Now isn't that stupid? Every one knows hop-scotch time is not in the winter when the ground is rough and frozen or wet with snow and when chilblains are rife. It is a game for the hard, solid earth, or a sunny pavement.
The variants of tag have descended to us and are played to-day, just as they were played when Boston and New York streets were lanes and cowpaths. The pretty game, "I catch you without green," mentioned by Rabelais, is well known in the Carolinas, whither it was carried by French Huguenot immigrants, who retained many of their home customs as well as their language for so long a time. Stone-tag and wood-tag took the place in America of the tag on iron of Elizabeth's day. Squat-tag and cross-tag have their times and seasons, and in Philadelphia tell-tag is also played. Pickadill is a winter sport, a tag played in the snow. Another tag game known as poison, or stone-poison, is where the player is tagged if he steps off stones. The little books on etiquette so frequently read in the seventeenth century, and quoted in other pages of this book, have this severe injunction, "Tread not pomposely on pebblestones for it is the art of a fool." A man who was not a fool, one Dr. Samuel Johnson, was swayed in his walk by similar notions.
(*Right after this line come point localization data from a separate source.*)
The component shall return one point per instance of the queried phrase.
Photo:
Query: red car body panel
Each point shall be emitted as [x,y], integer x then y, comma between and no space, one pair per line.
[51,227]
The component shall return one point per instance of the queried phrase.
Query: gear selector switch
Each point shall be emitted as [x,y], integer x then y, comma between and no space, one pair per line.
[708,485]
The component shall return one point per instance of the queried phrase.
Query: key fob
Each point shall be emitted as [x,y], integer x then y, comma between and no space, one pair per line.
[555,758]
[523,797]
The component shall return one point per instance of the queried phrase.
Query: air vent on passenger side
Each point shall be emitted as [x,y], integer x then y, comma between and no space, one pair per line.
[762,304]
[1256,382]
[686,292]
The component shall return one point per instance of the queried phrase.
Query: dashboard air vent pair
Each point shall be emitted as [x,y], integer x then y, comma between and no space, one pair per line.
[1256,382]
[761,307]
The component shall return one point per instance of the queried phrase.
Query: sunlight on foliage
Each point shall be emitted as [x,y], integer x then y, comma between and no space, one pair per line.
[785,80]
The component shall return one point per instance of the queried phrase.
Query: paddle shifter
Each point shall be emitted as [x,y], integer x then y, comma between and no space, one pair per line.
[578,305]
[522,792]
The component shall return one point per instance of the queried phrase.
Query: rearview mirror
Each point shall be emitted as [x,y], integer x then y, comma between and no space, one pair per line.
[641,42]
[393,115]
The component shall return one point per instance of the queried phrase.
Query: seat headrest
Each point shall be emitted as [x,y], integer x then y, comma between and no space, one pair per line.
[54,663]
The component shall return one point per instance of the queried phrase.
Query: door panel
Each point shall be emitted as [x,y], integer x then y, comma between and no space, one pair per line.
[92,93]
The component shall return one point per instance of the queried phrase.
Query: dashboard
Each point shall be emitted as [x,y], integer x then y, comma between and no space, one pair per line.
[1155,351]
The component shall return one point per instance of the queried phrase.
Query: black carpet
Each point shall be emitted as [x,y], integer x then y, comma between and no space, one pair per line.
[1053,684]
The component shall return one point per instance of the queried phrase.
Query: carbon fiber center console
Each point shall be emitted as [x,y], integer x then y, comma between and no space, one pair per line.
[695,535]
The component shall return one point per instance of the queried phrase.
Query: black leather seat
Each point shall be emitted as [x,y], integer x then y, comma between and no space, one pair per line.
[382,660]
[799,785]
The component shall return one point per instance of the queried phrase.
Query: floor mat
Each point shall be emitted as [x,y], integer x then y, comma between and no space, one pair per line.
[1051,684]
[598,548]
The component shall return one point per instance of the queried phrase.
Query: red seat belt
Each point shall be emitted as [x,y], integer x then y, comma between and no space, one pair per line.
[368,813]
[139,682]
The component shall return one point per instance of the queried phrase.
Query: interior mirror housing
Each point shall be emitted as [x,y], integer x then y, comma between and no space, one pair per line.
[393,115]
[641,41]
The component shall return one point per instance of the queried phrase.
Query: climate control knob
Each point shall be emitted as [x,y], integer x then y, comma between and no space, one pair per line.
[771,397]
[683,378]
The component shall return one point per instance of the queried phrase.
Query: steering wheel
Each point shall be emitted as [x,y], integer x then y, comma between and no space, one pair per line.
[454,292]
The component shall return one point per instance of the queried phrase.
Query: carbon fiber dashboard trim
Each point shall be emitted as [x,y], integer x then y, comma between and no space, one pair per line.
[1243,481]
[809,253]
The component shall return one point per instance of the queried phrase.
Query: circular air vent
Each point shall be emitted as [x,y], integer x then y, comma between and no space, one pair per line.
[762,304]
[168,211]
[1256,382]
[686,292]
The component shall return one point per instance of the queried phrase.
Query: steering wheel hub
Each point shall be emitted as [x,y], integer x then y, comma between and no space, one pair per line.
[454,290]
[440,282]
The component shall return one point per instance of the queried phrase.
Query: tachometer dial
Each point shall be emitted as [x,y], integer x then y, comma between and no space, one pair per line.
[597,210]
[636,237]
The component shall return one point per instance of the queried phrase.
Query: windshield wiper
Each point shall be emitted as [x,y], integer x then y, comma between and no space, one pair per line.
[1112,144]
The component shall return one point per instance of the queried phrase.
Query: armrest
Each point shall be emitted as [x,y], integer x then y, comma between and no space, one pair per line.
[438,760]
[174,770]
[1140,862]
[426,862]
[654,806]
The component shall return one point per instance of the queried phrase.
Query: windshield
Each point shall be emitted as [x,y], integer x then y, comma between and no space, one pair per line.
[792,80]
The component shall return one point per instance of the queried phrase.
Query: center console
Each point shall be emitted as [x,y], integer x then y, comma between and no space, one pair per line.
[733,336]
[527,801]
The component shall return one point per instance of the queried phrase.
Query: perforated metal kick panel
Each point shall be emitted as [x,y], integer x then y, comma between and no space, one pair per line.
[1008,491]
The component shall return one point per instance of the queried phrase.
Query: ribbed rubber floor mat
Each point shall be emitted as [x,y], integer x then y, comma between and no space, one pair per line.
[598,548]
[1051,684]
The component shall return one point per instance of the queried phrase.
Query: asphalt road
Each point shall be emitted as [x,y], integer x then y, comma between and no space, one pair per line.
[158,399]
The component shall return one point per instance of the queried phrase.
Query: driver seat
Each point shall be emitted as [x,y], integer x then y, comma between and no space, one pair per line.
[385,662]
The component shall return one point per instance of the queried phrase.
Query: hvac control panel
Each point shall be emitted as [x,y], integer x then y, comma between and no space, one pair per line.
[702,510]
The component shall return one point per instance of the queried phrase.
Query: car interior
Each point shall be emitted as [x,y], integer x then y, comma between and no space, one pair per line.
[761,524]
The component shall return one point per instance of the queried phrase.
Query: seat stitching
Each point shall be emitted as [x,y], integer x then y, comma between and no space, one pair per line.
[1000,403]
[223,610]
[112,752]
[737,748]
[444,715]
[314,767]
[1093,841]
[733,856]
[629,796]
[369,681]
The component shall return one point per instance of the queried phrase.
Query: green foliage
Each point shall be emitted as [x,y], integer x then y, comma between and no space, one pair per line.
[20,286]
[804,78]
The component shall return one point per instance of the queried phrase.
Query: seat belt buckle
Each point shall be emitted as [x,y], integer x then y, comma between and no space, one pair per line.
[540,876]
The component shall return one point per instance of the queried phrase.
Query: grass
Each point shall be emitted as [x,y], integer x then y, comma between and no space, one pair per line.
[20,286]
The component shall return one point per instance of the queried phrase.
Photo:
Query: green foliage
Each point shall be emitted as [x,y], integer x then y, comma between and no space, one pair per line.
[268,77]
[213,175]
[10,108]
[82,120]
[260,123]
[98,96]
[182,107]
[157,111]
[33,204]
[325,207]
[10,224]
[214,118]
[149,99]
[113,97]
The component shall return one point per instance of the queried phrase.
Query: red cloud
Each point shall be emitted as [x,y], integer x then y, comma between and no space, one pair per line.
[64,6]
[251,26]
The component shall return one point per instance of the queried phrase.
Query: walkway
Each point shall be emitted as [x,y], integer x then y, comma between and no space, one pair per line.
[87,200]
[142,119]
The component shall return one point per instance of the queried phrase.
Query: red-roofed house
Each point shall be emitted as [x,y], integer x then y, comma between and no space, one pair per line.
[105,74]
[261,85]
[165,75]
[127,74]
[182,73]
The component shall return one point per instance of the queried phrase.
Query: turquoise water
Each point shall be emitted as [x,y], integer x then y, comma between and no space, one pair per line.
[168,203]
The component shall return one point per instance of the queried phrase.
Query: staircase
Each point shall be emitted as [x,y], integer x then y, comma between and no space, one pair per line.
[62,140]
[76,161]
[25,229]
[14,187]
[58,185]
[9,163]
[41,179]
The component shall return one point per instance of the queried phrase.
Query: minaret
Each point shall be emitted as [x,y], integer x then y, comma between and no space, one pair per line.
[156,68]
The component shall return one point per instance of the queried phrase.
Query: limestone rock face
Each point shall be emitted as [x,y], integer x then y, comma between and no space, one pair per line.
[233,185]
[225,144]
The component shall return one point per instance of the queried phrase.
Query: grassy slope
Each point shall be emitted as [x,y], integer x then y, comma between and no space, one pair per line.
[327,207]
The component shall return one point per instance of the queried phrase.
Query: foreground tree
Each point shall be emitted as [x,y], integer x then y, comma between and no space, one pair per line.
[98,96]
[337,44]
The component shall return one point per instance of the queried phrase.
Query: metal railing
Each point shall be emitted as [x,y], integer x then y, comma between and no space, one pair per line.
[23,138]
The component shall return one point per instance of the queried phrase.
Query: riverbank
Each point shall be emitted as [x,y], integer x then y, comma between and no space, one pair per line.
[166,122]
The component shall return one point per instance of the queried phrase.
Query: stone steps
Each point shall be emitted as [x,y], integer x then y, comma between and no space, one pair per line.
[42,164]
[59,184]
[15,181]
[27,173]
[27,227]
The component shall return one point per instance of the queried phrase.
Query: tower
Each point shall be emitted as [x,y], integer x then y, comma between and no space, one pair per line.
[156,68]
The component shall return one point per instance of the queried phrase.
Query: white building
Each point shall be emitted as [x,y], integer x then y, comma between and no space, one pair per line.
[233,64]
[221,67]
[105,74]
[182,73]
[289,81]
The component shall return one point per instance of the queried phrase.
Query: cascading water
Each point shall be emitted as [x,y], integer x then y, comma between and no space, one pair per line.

"Scotch Hoppers," from Juvenile Games for the Four Seasons
Honey pots still is played by American children. Halliwell says the "honey pot" was a boy rolled up in a certain stiff position. I have seen it played by two girls carrying a third in a "chair" made by crossing hands. In a popular little book of the last century called Juvenile Pastimes, or Sports for Four Seasons, the illustration shows girls playing it. The explanatory verse reads:—
"Carry your Honey pot safe and sound
Or it will fall upon the Ground."
A truly historic game taught by children to each other, is what is called cats-cradle or cratch-cradle. One player stretches a length of looped cords over the extended fingers of both hands in a symmetrical form. The second player inserts the fingers and removes the cord without dropping the loops in a way to produce another figure. These various figures had childish titles. If Hone's derivation of the game and its meaning is true, cratch-cradle is the correct name. A cratch was a grated crib or manger. The adjustment of threads purported to represent the manger or cradle wherein the infant Saviour was laid by his Virgin Mother. As little girls "take off" the cradle they say, "criss-cross, criss-cross." This like the criss-cross row in the hornbook was originally Christ's cross.